3. Create a snapshot repository
To create a snapshot users need to register a repository. Follow our article for instructions.
4. Create a snapshot of an index
Create an index for demonstration purposes:
POST test_searchable_snapshot/_doc { "name": "I will live in a snapshot!" }
Then, users can create a snapshot of this index:
PUT _snapshot/my-repository/snapshot_name { "indices": "test_searchable_snapshot", "ignore_unavailable": true, "include_global_state": false, "partial": false }
5. Restore the snapshot as a searchable snapshot
Now, users can restore the snapshot as a searchable snapshot index. Meaning they can search from the object storage directly, without having to go through a regular restoring process.
POST _snapshot/my-repository/snapshot_name/_restore { "indices": "test_searchable_snapshot", "storage_type": "remote_snapshot", "rename_pattern": "(.+)", "rename_replacement": "searchable_$1", }
Note the “storage_type” parameter. By default, it is “local,” meaning the snapshot will be restored entirely in local storage. If set to remote_snapshot, it will leverage the UltraWarm capabilities and become a searchable snapshot instead.
Let’s rename the restored index, so we can compare it to the existing one.
GET /searchable_test_searchable_snapshot/_settings?pretty
To confirm the index is a searchable snapshot, it should contain the remote_snapshot storage type.
6. Search against the searchable snapshots
There is no difference between a regular search and a searchable snapshot search request.
GET searchable_test_searchable_snapshot/_search
Users should see the results coming from the object storage.
Note: If you see the error below, you must set the search role in the node.
{ "error": { "root_cause": [], "type": "search_phase_execution_exception", "reason": "all shards failed", "phase": "query", "grouped": true, "failed_shards": [] }, "status": 503 }
Known limitations at this stage
The searchable snapshots feature has several known limitations that users should be aware of when working with it.
Firstly, when accessing data from a remote repository, the search queries are expected to have higher latencies, due to slower access speeds, compared to local disk reads.
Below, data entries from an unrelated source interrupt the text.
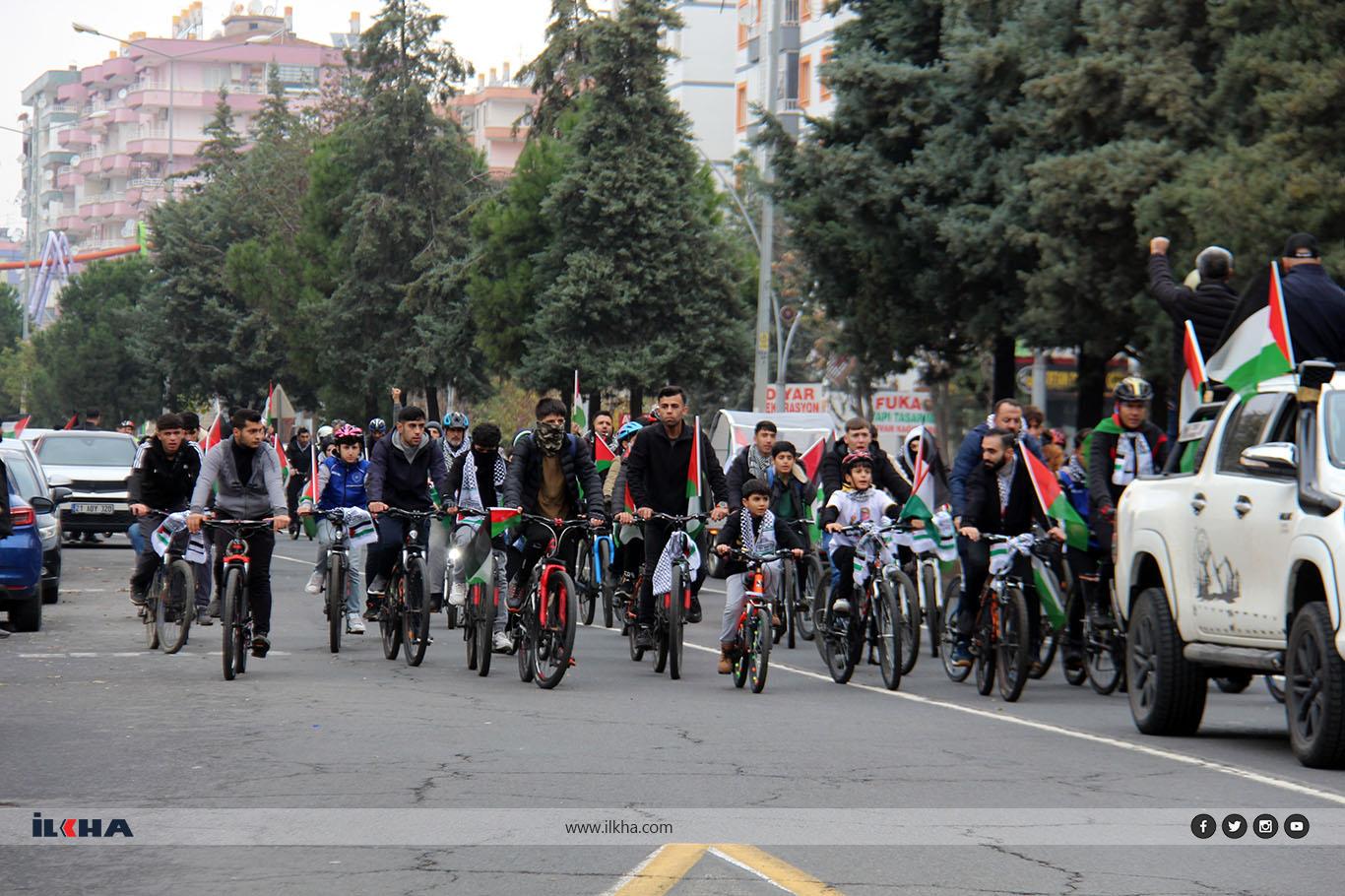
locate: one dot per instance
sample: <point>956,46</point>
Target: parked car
<point>97,466</point>
<point>21,562</point>
<point>30,480</point>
Secondly, the feature discards data immediately after readings, which means that subsequent searches for the same data will require the data to be downloaded again. To address this limitation, a disk-based cache for frequently accessed data will be implemented in the future.
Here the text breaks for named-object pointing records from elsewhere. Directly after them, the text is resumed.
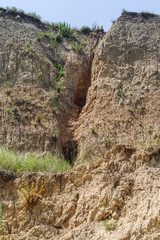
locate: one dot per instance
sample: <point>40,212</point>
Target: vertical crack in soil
<point>69,147</point>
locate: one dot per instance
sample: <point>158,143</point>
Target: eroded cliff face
<point>105,105</point>
<point>123,100</point>
<point>43,83</point>
<point>123,188</point>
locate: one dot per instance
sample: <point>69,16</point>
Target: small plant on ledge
<point>109,225</point>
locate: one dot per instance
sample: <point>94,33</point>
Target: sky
<point>80,13</point>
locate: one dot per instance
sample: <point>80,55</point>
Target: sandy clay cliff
<point>99,102</point>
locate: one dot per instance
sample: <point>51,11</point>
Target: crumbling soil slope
<point>103,102</point>
<point>124,98</point>
<point>123,188</point>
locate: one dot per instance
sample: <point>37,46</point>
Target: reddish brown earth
<point>105,109</point>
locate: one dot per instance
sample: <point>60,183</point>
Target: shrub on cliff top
<point>85,29</point>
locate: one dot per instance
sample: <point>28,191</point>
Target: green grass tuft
<point>16,161</point>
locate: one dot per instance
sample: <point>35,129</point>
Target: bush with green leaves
<point>66,31</point>
<point>58,37</point>
<point>85,29</point>
<point>109,225</point>
<point>34,15</point>
<point>12,9</point>
<point>61,73</point>
<point>1,220</point>
<point>40,35</point>
<point>77,47</point>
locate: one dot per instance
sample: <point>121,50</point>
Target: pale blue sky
<point>83,12</point>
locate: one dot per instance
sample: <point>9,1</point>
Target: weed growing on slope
<point>109,225</point>
<point>16,161</point>
<point>34,15</point>
<point>1,220</point>
<point>40,35</point>
<point>30,194</point>
<point>77,47</point>
<point>85,29</point>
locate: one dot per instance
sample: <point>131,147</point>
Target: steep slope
<point>43,82</point>
<point>123,102</point>
<point>101,102</point>
<point>123,188</point>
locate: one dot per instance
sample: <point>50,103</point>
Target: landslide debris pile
<point>85,95</point>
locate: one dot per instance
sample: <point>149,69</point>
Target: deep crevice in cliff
<point>69,147</point>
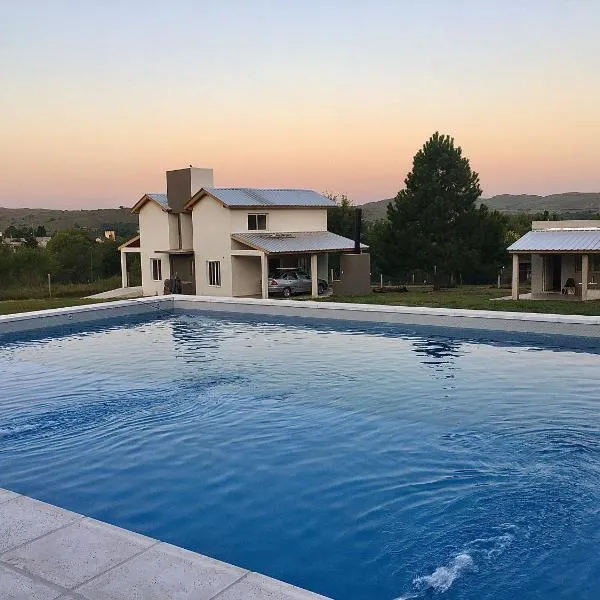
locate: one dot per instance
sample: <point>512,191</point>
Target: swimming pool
<point>357,462</point>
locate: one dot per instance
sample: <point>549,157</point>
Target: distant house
<point>565,259</point>
<point>226,241</point>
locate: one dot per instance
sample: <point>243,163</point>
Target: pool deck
<point>459,320</point>
<point>48,553</point>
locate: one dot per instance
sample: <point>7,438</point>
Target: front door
<point>556,272</point>
<point>182,265</point>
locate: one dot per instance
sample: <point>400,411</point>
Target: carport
<point>309,250</point>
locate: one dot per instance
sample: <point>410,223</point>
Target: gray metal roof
<point>565,240</point>
<point>160,198</point>
<point>265,198</point>
<point>287,243</point>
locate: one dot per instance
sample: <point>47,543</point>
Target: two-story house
<point>226,241</point>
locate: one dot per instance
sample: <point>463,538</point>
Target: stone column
<point>314,274</point>
<point>264,276</point>
<point>124,269</point>
<point>584,275</point>
<point>515,280</point>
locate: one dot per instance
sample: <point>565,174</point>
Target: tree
<point>73,253</point>
<point>434,222</point>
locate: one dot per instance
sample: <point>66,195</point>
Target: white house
<point>225,241</point>
<point>565,259</point>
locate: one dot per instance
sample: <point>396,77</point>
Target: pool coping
<point>485,320</point>
<point>49,553</point>
<point>30,566</point>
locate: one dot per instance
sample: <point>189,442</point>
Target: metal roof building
<point>264,198</point>
<point>558,240</point>
<point>296,242</point>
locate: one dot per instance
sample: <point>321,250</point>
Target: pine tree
<point>434,222</point>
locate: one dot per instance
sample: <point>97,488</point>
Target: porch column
<point>584,276</point>
<point>264,276</point>
<point>124,269</point>
<point>314,275</point>
<point>515,280</point>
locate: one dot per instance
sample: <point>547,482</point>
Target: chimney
<point>182,184</point>
<point>357,224</point>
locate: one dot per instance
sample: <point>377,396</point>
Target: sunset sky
<point>99,97</point>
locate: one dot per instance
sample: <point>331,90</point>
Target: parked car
<point>293,281</point>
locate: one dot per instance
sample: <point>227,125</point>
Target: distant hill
<point>575,203</point>
<point>96,221</point>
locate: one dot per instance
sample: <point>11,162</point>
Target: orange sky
<point>337,96</point>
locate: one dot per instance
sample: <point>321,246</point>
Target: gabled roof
<point>558,240</point>
<point>263,198</point>
<point>160,199</point>
<point>296,242</point>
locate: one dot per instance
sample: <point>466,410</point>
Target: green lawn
<point>8,307</point>
<point>472,297</point>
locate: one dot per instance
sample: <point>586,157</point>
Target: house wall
<point>246,275</point>
<point>187,232</point>
<point>154,235</point>
<point>212,241</point>
<point>282,219</point>
<point>173,232</point>
<point>323,266</point>
<point>569,269</point>
<point>537,273</point>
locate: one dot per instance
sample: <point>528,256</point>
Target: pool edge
<point>116,556</point>
<point>499,321</point>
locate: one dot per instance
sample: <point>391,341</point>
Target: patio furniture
<point>569,287</point>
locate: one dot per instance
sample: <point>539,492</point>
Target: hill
<point>571,203</point>
<point>96,221</point>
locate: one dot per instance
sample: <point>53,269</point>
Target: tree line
<point>436,223</point>
<point>70,256</point>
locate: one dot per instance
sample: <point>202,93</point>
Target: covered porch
<point>255,256</point>
<point>556,275</point>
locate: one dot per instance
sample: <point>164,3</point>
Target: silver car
<point>293,281</point>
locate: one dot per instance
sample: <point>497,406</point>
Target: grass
<point>8,307</point>
<point>474,298</point>
<point>60,290</point>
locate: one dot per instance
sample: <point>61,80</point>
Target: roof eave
<point>135,209</point>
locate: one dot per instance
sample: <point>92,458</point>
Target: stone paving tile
<point>260,587</point>
<point>15,586</point>
<point>75,554</point>
<point>6,495</point>
<point>163,572</point>
<point>24,519</point>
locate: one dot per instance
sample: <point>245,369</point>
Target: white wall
<point>187,234</point>
<point>283,219</point>
<point>154,235</point>
<point>212,241</point>
<point>537,273</point>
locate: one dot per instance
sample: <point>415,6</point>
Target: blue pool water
<point>361,464</point>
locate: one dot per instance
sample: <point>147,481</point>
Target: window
<point>156,264</point>
<point>214,273</point>
<point>256,222</point>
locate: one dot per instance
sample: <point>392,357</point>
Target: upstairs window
<point>257,222</point>
<point>214,273</point>
<point>156,265</point>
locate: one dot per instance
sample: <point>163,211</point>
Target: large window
<point>214,273</point>
<point>257,222</point>
<point>156,265</point>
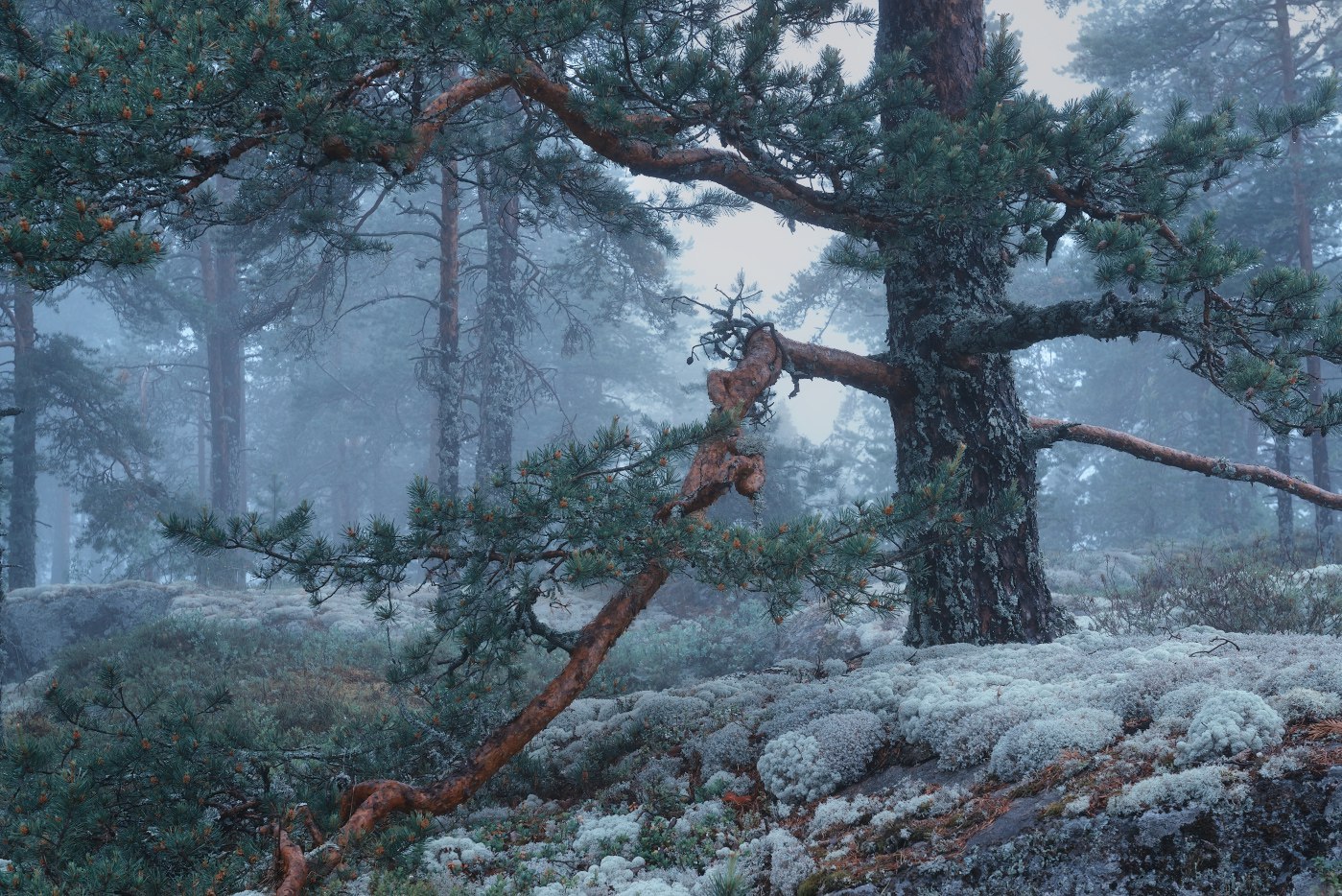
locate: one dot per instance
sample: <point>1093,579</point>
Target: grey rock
<point>36,623</point>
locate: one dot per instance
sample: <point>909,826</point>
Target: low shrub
<point>1232,588</point>
<point>157,754</point>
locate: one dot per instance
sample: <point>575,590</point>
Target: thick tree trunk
<point>979,590</point>
<point>982,590</point>
<point>1305,247</point>
<point>446,357</point>
<point>22,555</point>
<point>227,394</point>
<point>500,372</point>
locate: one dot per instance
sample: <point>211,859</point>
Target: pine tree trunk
<point>22,555</point>
<point>227,394</point>
<point>1305,247</point>
<point>1284,511</point>
<point>60,538</point>
<point>446,378</point>
<point>977,589</point>
<point>501,376</point>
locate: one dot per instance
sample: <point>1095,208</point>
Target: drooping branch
<point>1109,317</point>
<point>716,468</point>
<point>1048,432</point>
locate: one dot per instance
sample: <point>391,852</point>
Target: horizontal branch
<point>638,148</point>
<point>807,360</point>
<point>1048,432</point>
<point>1020,326</point>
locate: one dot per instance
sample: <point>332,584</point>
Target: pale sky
<point>757,243</point>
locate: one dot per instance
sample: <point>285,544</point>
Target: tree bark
<point>23,494</point>
<point>1305,247</point>
<point>978,590</point>
<point>1284,508</point>
<point>501,374</point>
<point>444,360</point>
<point>60,538</point>
<point>227,396</point>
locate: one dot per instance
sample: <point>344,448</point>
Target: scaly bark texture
<point>22,555</point>
<point>977,590</point>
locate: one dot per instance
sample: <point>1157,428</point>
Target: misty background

Thirdly, it’s important to note that many remote objects store charge on a per-request basis for retrieval, so users should carefully monitor any costs incurred when using this feature.
Finally, searching remote data can potentially affect the performance of other queries running on the same node. Therefore, it’s recommended that users provision dedicated nodes with the search role for performance-critical applications.
Conclusion
Searchable snapshots is an experimental feature that allows users to search snapshots in remote repositories without having to download all index data to disks beforehand. This feature is part of OpenSearch’s Storage Roadmap, which aims to fully integrate external object storage systems like AWS S3 or GCS with search clusters, making long-term data searchable at a reasonable cost.
By following the steps outlined, users can create a searchable snapshot index with their OpenSearch cluster. While the feature has known limitations, such as higher latencies, immediate data discarding, and potential performance impact on other queries running on the same node, these will be addressed in future updates. Overall, the searchable snapshots feature offers a cost-effective, valuable solution for users who need to search remote data, minimizing OpenSearch cluster storage costs.